PEK1682

Census IDPEK1682
LocationBeijing, Imperial Palace
BuilderTomás Pereira
SpecsI/1 (?)+yunluo trap
ActionMechanical

PEK1682 was an organ built by Tomás Pereira for the Kangxi emperor in 1681-82, with an unknown number of ranks and attached to a carillon mechanism featuring the Chinese instrument, the yunluo. Periera wrote in 1682:

“The King [sic.] wanted me to make another organ [PEK1682], in addition to the one I already made [PEK1679] (which I haven’t described or shown in the drawings because it is quite ordinary.) This one, however, has to play by itself without being touched, and has to play along with a Chinese instrument called the yunluo, which consists of discs of bronze arranged in a frame. When they are struck by a small mallet (although in the drawing I have enclosed, each disc has its own proper mallet) [it must be] coordinated so as to play the same tune along with the organ, something upon which the King insisted (and no creative, ad libitum stuff.) But in spite of all these difficulties, with the help of God I will make this or another instrument to the King’s satisfaction, who at [Chinese] New Year [1683] will show this off, as if a marvel, to the mandarins of the Court.”

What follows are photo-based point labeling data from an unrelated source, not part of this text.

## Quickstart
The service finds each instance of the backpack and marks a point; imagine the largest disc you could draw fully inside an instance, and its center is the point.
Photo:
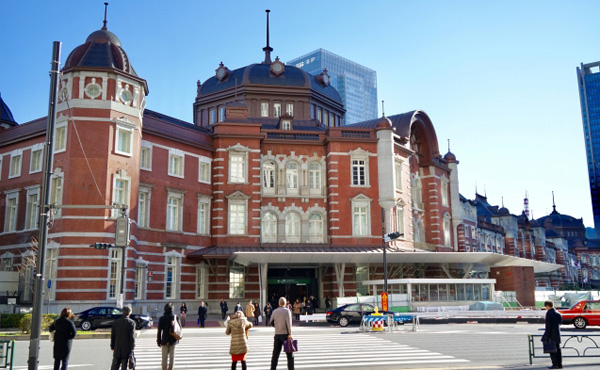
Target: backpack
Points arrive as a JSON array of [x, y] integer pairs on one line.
[[176, 331]]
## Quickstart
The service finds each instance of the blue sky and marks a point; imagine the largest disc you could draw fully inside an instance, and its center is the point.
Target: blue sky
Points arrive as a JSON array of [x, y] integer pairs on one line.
[[497, 78]]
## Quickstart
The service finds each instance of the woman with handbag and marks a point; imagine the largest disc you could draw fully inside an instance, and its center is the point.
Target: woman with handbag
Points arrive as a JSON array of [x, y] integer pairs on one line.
[[238, 328], [64, 332]]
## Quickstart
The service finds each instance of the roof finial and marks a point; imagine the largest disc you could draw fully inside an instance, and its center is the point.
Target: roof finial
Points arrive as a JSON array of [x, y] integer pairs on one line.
[[105, 11], [267, 49]]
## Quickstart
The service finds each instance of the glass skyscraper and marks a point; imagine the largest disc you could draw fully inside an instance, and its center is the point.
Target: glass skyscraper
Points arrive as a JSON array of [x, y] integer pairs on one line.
[[356, 84], [588, 78]]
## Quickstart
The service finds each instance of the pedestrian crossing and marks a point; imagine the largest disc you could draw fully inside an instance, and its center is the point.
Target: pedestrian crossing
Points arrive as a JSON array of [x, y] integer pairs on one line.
[[316, 351]]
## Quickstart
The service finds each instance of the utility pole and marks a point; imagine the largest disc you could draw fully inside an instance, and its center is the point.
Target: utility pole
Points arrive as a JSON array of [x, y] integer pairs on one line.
[[36, 316]]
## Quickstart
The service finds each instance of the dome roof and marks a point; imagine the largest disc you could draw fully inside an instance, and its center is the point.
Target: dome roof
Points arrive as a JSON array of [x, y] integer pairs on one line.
[[102, 49]]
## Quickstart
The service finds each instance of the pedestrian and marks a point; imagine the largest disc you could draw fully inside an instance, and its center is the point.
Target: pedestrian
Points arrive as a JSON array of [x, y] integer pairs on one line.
[[297, 308], [282, 320], [256, 312], [122, 340], [238, 328], [268, 310], [250, 309], [164, 339], [202, 313], [224, 308], [183, 313], [64, 332], [552, 333]]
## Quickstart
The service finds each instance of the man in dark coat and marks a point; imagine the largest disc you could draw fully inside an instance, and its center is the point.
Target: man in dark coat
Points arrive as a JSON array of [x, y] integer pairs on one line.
[[64, 332], [122, 340], [552, 333]]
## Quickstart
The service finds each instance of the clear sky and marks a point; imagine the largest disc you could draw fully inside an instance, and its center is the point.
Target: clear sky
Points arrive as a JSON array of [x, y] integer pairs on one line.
[[496, 78]]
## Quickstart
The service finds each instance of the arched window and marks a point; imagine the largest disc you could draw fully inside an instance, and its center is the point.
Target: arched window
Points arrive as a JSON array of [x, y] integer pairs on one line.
[[315, 228], [292, 227], [269, 228]]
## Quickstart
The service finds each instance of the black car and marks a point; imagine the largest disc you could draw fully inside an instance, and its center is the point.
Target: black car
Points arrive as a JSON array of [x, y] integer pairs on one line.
[[103, 317], [354, 312]]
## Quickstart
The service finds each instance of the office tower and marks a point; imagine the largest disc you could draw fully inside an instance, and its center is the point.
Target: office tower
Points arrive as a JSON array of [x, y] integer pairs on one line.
[[588, 78], [356, 84]]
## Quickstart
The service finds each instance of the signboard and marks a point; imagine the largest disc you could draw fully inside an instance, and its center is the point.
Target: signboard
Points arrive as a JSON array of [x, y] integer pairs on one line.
[[384, 301]]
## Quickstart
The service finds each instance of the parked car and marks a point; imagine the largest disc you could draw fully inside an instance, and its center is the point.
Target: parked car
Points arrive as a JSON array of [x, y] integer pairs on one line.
[[582, 314], [103, 317], [354, 312]]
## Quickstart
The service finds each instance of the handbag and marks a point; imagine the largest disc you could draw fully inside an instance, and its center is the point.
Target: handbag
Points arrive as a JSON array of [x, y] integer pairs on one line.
[[550, 346], [290, 345], [131, 361]]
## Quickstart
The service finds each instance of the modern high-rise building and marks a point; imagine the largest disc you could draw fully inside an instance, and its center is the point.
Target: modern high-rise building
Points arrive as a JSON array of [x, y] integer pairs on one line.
[[588, 78], [356, 84]]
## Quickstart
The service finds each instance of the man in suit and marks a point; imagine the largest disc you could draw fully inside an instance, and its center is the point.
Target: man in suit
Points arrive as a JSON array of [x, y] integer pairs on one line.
[[122, 340], [552, 333]]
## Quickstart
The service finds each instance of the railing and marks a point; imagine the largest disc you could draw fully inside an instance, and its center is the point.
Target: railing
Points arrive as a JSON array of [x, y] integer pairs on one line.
[[573, 346]]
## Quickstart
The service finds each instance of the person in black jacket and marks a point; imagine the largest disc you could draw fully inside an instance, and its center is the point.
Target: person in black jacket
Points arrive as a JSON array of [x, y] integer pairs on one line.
[[164, 339], [122, 340], [64, 332], [202, 313], [552, 333]]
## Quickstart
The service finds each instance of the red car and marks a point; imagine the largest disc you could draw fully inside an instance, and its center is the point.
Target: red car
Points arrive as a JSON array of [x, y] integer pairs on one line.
[[582, 314]]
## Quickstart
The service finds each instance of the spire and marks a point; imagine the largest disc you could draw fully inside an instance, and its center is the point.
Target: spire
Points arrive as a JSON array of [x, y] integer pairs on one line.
[[105, 11], [267, 49]]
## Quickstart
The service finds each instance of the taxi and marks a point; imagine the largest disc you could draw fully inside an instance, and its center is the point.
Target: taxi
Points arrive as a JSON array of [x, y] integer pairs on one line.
[[582, 314]]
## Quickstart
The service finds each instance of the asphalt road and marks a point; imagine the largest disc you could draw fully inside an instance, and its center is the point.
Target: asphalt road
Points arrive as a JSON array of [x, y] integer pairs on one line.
[[446, 346]]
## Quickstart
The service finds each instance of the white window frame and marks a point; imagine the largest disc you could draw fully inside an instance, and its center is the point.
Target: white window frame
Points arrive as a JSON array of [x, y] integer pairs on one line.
[[32, 208], [203, 227], [36, 150], [11, 211], [174, 207], [204, 170], [146, 160], [15, 164], [174, 170]]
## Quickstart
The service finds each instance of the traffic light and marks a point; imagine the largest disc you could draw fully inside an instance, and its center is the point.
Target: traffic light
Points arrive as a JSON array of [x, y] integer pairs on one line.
[[102, 245]]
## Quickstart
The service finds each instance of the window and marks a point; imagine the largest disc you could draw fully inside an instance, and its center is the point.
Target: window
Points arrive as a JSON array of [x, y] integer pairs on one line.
[[359, 172], [174, 211], [146, 156], [15, 164], [203, 215], [115, 273], [292, 227], [315, 228], [269, 228], [144, 207], [10, 218], [35, 165], [204, 170], [171, 278], [236, 282], [60, 137], [264, 109], [32, 209], [123, 140], [176, 163], [291, 175], [237, 167], [276, 109]]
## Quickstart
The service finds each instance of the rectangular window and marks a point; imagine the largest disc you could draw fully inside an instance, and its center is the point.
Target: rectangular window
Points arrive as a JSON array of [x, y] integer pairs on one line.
[[124, 140], [204, 171], [35, 165], [237, 218], [15, 164], [176, 163], [237, 168], [264, 109], [236, 282]]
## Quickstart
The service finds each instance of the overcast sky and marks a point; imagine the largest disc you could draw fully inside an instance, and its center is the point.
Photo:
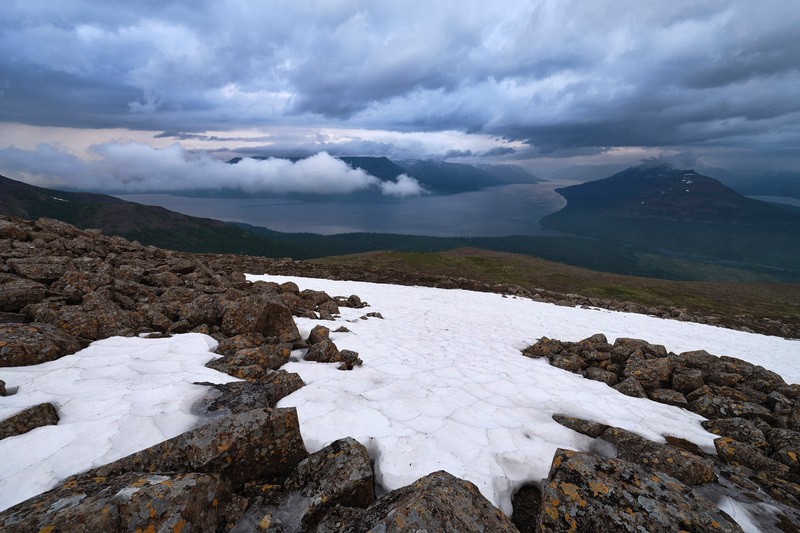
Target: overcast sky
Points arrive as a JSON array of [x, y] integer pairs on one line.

Ferdinand Verbiest also described this instrument as a “musical machine” (“ingenho de musica”), and explained that it was installed with the organ division on the ground, and the yunluo somehow elevated, “like our carillons that play the hours on a large clock in Europe.” The melodies played, according to Verbiest, were Chinese songs (“cantiga Sinica”).

The automatic, barrel-driven playing mechanisms in Athanasius Kircher’s Musurgia universalis (1650) appear to have shown Pereira and his colleagues how to construct such complex devices.

Barrel mechanism for a carillon, from Kircher’s Musurgia universalis.

Yunluo, of a type similar to that used by Pereira in PEK1682.